Lagi, jantungku berdebar cepat. Apa perasaanku begitu mudah ditebak?
Debarannya semakin menguat ketika Levie tiba-tiba mendekatkan wajahnya. Lalu tanpa kuduga merapatkan bibirnya di bibirku. Rasanya jantung ini berhenti berdetak sesaat. Pikiran seketika mengacau, sementara mata membelalak tidak siap.
Dan ketika bibir itu ditarik mundur, terdengar dia berkata, "Sepuluh tahun lagi. Di sini. Jangan lupa ...."
"Vie ...." Suaraku gentar.
Namun Levie segera melempar pandangannya ke langit. "Burung-burung itu, enggak pernah lelah bermigrasi, Andro. Hebat ya ... sayapnya enggak pernah capek ...."
Otomatis aku melempar pandangan ke langit. Terlihat kawanan burung di atas sana sedang terbang berkelompok.
Kurapatkan diri ke tubuh Levie, membiarkan bahu dan lengan kami bersentuhan. Dengan berani kuselipkan jemari di antara jemarinya, bersama memandang langit dan kawanan burung.

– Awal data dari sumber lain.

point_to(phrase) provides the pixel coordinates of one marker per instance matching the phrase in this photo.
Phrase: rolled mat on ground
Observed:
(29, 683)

"Sepuluh tahun lagi. Jangan lelah ...," bisikku, sembari mengeratkan genggaman.
💕💕
Dan sekarang aku di sini, mengharap derap langkah yang seperti biasa, selalu datang terlambat.
Menatap jingganya langit sambil duduk di rerumputan yang terasa empuk di bokong. Menatap burung yang terbang berarak untuk bermigrasi.
Sampai jingga berubah menjadi hitam, aku masih bertahan. Levie si bodoh, entah bagaimana dia bisa terlewat untuk menatap keindahan alam kesukaannya. Apa sepuluh tahun terasa begitu berat untuk dipenuhi?
Kurogoh ponsel dari saku celana, membuka video yang tersimpan di salah satu folder. Dengan gemetar ibu jariku bergerak menekan salah satu video yang tersimpan.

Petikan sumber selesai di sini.